Ok. Have you ever had something so cool so intense that you don’t want to share it with anyone else because they might not understand or they might taint it? That is how I feel about this book I’m reading. Like this book is so personal when I read it I feel like it was written for me. And the thing is I know that I’m not the one to read or crave it. But I feel like I am the only that can really appreciate the book.

The thought of this book consumes my day. I am so intrigued by this book. So much so that I don’t need a sequel. I just want this book and I could read it over and over; and would without getting tired of it. Now don’t think that me and the book agree on everything but its like we understand eachothers point of view and agree to disagree.
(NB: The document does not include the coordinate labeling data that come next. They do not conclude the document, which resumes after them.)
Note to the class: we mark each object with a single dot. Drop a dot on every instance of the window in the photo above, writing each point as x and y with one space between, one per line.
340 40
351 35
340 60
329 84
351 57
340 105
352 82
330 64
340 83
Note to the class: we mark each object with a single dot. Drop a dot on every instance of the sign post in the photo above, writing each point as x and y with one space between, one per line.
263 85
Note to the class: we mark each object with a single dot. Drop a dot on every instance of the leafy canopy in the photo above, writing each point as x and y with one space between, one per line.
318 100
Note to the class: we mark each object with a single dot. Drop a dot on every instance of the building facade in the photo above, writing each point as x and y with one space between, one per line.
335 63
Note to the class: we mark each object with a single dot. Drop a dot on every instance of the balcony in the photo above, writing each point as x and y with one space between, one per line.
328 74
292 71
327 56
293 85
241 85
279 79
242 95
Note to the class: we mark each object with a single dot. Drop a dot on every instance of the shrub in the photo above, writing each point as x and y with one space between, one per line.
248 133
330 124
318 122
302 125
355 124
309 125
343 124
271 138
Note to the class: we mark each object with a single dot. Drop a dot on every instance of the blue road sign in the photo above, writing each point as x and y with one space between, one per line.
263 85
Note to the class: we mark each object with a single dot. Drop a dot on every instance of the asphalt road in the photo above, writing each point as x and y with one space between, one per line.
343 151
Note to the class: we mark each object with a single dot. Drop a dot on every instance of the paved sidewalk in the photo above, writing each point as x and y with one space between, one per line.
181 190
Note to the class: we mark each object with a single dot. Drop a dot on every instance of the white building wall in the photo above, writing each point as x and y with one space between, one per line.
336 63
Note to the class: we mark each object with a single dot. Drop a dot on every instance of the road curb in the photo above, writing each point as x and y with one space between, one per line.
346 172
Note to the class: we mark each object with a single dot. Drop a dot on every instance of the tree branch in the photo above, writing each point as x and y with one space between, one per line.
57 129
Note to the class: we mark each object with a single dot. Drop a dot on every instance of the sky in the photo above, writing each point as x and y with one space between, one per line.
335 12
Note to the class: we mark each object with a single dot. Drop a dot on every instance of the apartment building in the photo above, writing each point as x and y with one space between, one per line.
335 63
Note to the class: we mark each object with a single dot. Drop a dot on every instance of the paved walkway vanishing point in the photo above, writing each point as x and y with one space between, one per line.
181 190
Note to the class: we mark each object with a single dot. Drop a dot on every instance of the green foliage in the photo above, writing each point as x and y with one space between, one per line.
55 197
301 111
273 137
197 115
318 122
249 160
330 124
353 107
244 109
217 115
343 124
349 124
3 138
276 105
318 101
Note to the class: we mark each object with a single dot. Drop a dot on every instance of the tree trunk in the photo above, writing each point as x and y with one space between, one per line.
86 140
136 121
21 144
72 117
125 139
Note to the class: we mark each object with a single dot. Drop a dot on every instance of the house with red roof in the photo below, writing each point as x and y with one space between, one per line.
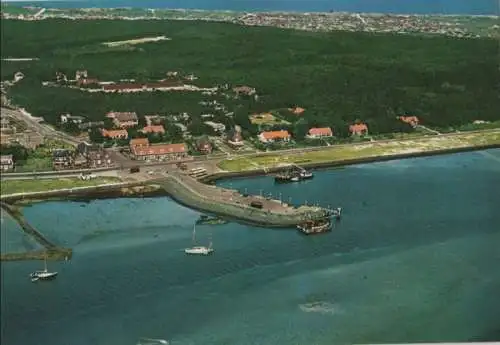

And there have been many times that I go to sleep after reading the book feeling my day had been fufilled by reading. Times when I can’t wait until I pick this book up. And through out the night I think about it even when there is no dream, my brain churns over this book. And I am memorized by this book and its apparent acceptance of me. The way the book don’t judge me nor does it humiliate me. I appricate the author of this book so much. So much that I want the author to know how much this book has impacted my life.

The thing is I know that the book appreciates me. I know that I am may seem dramatic or crazy but you can’t understand if nothing has ever impressed you in this manner. This book capitivates my life, like when I get a hold of this book I am reassured that life is beautiful and difficult, easy and draining, excited and
heart-wrenching. I’m excited for the new things this book will bring.

I know this is random because I haven’t been reading this book long and I’m not finished but its such a new exciting part of my life that I don’t want to get to the end. So if I don’t pick up the phone like I used to don’t you take it personal…lol. I’m just cozying up to this book. And just so you know the book is NOT The secret. But it is my secret.

Dazedly drinking Solange’s Cosmic Journey with outgrown neon purple splash.